FAQ - Adblock Plus internals
- Where do I find the meaning of all Adblock Plus preferences?
- How do I access Adblock Plus from my extension?
- How does Adblock Plus block addresses?
- How does Adblock Plus process its filters and which filters are faster?
- How does element hiding work?
- How often will subscriptions be downloaded?
- My subscription has moved, how do I make sure everybody updates the address?
- What can the first line of a filters file look like?
- How do I protect my filter subscription against accidental download corruption?
Where do I find the meaning of all Adblock Plus preferences?
Adblock Plus uses a number of preferences that are accessible via about:config. All of them start with extensions.adblockplus. (this is different from Adblock and Adblock Plus 0.5 that use the prefix adblock.). A full list with explanations can be found here.
How do I access Adblock Plus from my extension?
To allow other extensions to integrate with Adblock Plus the interface IAdblockPlus is exported. Check out interface documentation for details.
How does Adblock Plus block addresses?
The hard work here is actually done by Gecko, the engine on top of which Firefox, Thunderbird and other applications are built. It allows something called "content policies". A content policy is simply a JavaScript (or C++) object that gets called whenever the browser needs to load something. It can then look at the address that should be loaded and some other data and decide whether it should be allowed. There is a number of built-in content policies (when you define which sites shouldn't be allowed to load images in Firefox or SeaMonkey, you are actually configuring one of these built-in content policies) and any extension can register one. So all that Adblock Plus has to do is to register its content policy, other than that there is only application logic to decide which addresses to block and user interface code to allow configuration of filters.
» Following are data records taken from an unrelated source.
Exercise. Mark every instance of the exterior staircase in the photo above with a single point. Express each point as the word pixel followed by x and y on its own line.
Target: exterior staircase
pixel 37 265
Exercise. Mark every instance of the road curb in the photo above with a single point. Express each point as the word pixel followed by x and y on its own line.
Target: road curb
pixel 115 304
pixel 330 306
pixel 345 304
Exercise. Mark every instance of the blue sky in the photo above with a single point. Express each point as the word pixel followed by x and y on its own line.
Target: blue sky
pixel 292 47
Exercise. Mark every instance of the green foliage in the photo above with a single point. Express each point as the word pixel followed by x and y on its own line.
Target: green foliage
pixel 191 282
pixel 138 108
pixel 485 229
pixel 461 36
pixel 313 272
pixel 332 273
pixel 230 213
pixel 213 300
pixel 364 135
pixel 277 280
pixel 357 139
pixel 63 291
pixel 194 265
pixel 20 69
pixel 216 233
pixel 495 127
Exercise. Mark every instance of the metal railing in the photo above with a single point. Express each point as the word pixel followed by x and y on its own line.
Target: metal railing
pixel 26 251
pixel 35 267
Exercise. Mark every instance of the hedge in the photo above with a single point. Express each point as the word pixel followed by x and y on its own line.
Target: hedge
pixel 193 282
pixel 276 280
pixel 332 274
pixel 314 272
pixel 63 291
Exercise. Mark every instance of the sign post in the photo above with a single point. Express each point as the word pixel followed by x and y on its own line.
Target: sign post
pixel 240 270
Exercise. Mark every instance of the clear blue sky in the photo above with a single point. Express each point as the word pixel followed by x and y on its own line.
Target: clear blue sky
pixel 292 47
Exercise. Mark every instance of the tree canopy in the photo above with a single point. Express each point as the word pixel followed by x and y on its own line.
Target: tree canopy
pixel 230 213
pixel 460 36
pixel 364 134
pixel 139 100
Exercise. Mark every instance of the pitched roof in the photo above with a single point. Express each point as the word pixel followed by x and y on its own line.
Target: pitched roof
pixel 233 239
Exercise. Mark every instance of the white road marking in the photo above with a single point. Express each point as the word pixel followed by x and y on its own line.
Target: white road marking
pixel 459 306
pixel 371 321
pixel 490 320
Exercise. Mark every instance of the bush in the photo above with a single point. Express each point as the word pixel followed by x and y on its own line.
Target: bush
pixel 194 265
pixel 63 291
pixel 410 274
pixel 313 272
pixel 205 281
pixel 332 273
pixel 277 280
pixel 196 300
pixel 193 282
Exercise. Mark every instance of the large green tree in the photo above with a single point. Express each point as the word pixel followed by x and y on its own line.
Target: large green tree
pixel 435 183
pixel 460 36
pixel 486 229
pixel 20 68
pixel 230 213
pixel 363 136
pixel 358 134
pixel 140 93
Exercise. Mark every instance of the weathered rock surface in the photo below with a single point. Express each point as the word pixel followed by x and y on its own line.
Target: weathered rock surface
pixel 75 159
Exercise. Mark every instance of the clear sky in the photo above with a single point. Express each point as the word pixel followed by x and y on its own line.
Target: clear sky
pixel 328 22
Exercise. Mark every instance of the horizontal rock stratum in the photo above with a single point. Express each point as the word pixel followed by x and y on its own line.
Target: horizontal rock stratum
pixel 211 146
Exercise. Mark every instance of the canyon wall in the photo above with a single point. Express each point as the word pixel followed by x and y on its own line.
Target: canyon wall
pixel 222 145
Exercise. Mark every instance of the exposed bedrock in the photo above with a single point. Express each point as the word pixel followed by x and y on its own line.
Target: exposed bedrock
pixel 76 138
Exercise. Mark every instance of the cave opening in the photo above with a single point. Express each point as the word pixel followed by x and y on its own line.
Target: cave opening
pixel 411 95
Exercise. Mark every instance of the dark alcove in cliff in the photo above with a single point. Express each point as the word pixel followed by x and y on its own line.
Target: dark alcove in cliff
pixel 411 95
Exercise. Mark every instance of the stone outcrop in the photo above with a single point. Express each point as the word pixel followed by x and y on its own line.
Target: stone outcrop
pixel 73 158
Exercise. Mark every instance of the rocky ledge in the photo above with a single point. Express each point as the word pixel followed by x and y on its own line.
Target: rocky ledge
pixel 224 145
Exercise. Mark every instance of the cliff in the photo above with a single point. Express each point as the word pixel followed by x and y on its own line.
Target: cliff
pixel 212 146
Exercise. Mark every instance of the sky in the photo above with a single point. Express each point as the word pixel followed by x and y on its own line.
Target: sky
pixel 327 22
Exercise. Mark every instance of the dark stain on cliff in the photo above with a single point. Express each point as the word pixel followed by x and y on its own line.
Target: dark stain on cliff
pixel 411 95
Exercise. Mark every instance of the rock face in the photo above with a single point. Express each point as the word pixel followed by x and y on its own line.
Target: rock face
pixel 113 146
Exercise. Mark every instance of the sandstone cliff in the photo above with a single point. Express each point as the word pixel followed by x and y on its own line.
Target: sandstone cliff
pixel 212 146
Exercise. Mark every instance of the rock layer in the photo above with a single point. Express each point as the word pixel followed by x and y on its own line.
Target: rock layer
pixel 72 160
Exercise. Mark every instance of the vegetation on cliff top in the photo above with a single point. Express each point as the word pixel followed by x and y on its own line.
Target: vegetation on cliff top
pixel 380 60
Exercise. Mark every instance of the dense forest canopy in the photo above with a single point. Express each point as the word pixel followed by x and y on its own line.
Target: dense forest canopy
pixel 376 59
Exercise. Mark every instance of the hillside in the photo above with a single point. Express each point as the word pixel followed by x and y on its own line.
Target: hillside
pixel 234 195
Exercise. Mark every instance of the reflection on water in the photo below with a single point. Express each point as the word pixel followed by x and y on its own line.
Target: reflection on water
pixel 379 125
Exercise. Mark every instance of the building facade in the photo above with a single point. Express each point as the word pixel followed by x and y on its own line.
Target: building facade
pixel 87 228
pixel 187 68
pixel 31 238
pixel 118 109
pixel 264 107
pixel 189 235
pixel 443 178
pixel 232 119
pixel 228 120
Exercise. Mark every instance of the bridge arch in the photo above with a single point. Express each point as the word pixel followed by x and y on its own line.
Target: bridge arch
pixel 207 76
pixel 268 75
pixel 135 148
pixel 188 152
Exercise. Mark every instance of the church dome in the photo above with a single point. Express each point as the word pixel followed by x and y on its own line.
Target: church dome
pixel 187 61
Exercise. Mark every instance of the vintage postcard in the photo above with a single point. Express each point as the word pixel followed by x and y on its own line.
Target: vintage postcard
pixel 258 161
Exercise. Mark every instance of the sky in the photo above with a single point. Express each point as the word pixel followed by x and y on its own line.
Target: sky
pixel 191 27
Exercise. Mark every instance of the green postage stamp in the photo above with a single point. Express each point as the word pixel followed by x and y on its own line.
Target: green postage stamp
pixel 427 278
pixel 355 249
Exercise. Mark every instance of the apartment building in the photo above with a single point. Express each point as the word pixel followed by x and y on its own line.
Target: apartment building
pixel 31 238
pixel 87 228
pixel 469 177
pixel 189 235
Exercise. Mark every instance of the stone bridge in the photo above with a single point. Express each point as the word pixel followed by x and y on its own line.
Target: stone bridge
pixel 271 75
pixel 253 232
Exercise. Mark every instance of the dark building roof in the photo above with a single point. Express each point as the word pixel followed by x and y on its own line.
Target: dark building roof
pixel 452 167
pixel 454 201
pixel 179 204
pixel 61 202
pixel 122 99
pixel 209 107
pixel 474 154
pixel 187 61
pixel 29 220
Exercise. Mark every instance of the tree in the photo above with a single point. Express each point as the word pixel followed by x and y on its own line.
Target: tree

For developers: to register a content policy you have to write an XPCOM component that should implement the nsIContentPolicy interface. Make sure to adjust the module's registerSelf method to register your component in the "content-policy" category (use the category manager for this). That's it, now your component's shouldLoad method will be called and you can decide whether the specific request should be accepted or not.
How does Adblock Plus process its filters and which filters are faster?
All filters a translated into regular expressions internally, even the ones that haven't been specified as such. For example, the filter ad*banner.gif|
will be translated into the regular expression /ad.*banner\.gif$/
. However, when Adblock Plus is given an address that should be checked against all filters it doesn't simply test all filters one after another — that would slow down the browsing unnecessarily.
Besides of translating filters into regular expressions Adblock Plus also tries to extract text information from them. What it needs is a unique string of eight characters (a "shortcut") that must be present in every address matched by the filter (the length is arbitrary, eight just seems reasonable here). For example, if you have a filter |http://ad.*
then Adblock Plus has the choice between "http://a", "ttp://ad" and "tp://ad.", any of these strings will always be present in whatever this filter will match. Unfortunately finding a shortcut for filters that simply don't have eight characters unbroken by wildcards or for filters that have been specified as regular expressions is impossible.
All shortcuts are put into a lookup table, Adblock Plus can find the filter by its shortcut very efficiently. Then, when a specific address has to be tested Adblock Plus will first look for known shortcuts there (this can be done very fast, the time needed is almost independent from the number of shortcuts). Only when a shortcut is found the string will be tested against the regular expression of the corresponding filter. However, filters without a shortcut still have to be tested one after another which is slow.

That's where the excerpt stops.